My name is Vasco Pimenta. I'm a portuguese aerospace engineer, working in Delft, the Netherlands. (not anymore, living and working in Lisbon since December 2006)
I've started playing Go around June 2004. I've learned a lot through Sensei's library, and it's also an excellent location to find external resources related to Go.
December 2004: I'm playing more often at KGS (Pimenta), and I'm currently 23k, although still with the annoying ? that everybody seems not to want to play against.
March 2005: I'm sort of stuck around 20k, and it's frustrating how hard it's getting to progress. I guess I must play more often and increase my readings.
September 2005: I've reached as high as 16k, but am now back to 18k. Sometimes my stength (in KGS) is abuptly changed in just a few weeks time. In the meantime, at the local club, people rate me considerably higher (12~14k), making it difficult to answer the simple "how strong are you" question at the start of a game with somebody I never played before.

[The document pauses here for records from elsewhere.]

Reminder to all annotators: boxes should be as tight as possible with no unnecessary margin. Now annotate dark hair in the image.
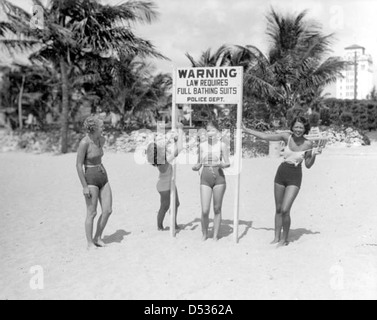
[290,116,311,135]
[205,120,220,131]
[146,142,166,167]
[83,115,102,133]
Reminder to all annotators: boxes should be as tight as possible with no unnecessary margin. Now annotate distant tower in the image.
[336,45,373,100]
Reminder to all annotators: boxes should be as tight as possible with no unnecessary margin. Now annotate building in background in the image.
[335,45,373,100]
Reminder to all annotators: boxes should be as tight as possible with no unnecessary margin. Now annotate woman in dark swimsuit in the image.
[76,116,112,249]
[243,117,322,246]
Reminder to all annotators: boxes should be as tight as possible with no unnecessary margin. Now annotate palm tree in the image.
[186,46,229,68]
[0,0,162,153]
[228,9,347,116]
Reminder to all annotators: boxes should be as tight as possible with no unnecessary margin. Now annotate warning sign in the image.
[174,67,243,104]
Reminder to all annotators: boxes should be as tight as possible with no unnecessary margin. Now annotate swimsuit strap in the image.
[85,163,102,168]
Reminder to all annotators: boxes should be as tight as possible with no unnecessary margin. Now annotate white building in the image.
[336,45,373,100]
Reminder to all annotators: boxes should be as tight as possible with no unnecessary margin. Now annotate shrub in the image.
[309,112,321,127]
[340,112,354,126]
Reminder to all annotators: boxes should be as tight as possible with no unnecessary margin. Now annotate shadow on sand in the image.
[252,228,321,243]
[103,230,131,244]
[173,218,253,240]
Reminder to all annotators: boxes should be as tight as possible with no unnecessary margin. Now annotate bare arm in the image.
[167,127,184,163]
[192,142,203,171]
[76,140,90,197]
[305,141,318,169]
[242,125,289,142]
[221,142,230,169]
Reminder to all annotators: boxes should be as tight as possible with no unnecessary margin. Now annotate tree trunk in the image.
[18,76,26,130]
[60,58,69,154]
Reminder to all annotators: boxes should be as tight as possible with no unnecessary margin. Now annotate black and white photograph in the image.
[0,0,377,302]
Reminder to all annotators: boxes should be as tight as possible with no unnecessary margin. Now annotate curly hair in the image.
[290,116,311,135]
[205,120,220,131]
[84,115,101,133]
[146,142,166,167]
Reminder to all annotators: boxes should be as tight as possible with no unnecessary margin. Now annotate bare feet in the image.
[87,243,98,251]
[94,239,107,248]
[277,240,289,248]
[271,239,280,244]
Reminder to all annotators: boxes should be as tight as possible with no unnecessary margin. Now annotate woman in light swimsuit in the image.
[244,117,321,246]
[76,116,112,249]
[193,121,230,241]
[147,124,184,231]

June 2008: I've been back to Portugal since December 2006. I'm currently 6k KGS, and part of the board of the Portuguese Go Association.
I already own (and enjoy reading!) a number of Go books. Next you'll find my (necessarily pretty uninformed) comments about them. You're probably better off just going to David Carlton's Go Bibliography and reading much more meaningful opinion about many more books there. Or simply click the book's names below to go directly to their respective page on that site.
Please also bear in mind that these are all the books I have read, so there may be other, better books on the same subject that I don't know about, and therefore don't recommend here.
Go: A complete introduction to the Game, by Cho Chikun
I chose this introductory book over Charles Mathews' Teach Yourself Go for no particular reason, really, after pinning these two (plus Iwamoto's Go for Begginers, that was unavailable at Schaak and Go Winkel Het Paard) with the help of David Carlton's website. I was later happy to find that it is suggested as the companion begginers' book in Bozulich's excellent The Second book of Go. I only read this book once (perhaps I should have re-read it already...), and it's well-written and easy to follow. Would recommend it as a first book on Go, although really without any terms of comparison.
The Second Book of Go, by Richard Bozulich
This book was instrumental in my learning of the structure of a go game: fuseki, joseki, middle-game, endgame, etc. It is a very good, albeit short introduction to these and other aspects of the game. I dearly advise it to anybody that has just finished reading an introductory book, but has little or no understanding of either strategic or tactical concepts fundamental to the game. Highly recommended.
Lessons in the Fundamentals of Go, by Kageyama Toshiro
Excellent book, read it three times already. It's written in an entertaining and funny way. It's difficult to pin down a range of players' strengths that should read it, because it really conveys broad principles that should be followed by players, strong and weak. You probably should read it immediately after the two preceeding books, and keep re-reading it as you become stronger, as you'll always learn new things you didn't get the first time around. This is generally true for all go books I read, though...
The author browses several subjects, from the opening to the endgame. Given the lenght of the book, these are not exhaustive chapters, but rather pointers and examples of important things. It's a bit as if the author is trying to teach you not Go, but "philosophy" of Go. Cannot recommend it more.
Opening Theory Made Easy, by Otake Hideo
Attack and Defense, by Ishida Akira and James Davies
Tesuji, by James Davies
Life and Death, by James Davies
Appreciating Famous Games, by Ohira Shuzo
Rich: Hi Vasco! Where in the Netherlands are you? Do you play at a local club, or only online?
Rich: Hey Vasco, thanks for your message. Hope you get this one... I play at Leiden, but there's a club in Delft. Ledien's big and meets Thursdays, Delft's smaller but very friendly and meets on Wednesdays. There are contact details here: http://www.gobond.nl/adr.htm Hope to see you soon!
TDerz: Rich & Pimenta, could you please come into contact with me? Rijswijk & The Hague are between Delft and Leiden.
Email me at firstname.lastname@example.org (removethat) and 2005=xs4all or here on Senseis.
Hej Vasco, I read the problem with the keyboard. I have the same problem. I never can see the lower part of the board. Did you solved the problem ? Please let me know. I love to play GoSuite.
Thanks TeeGee? (email@example.com)
RobAnybody: Hey, I sent you mail with my SLoT patch, but still no answer. Are you still there?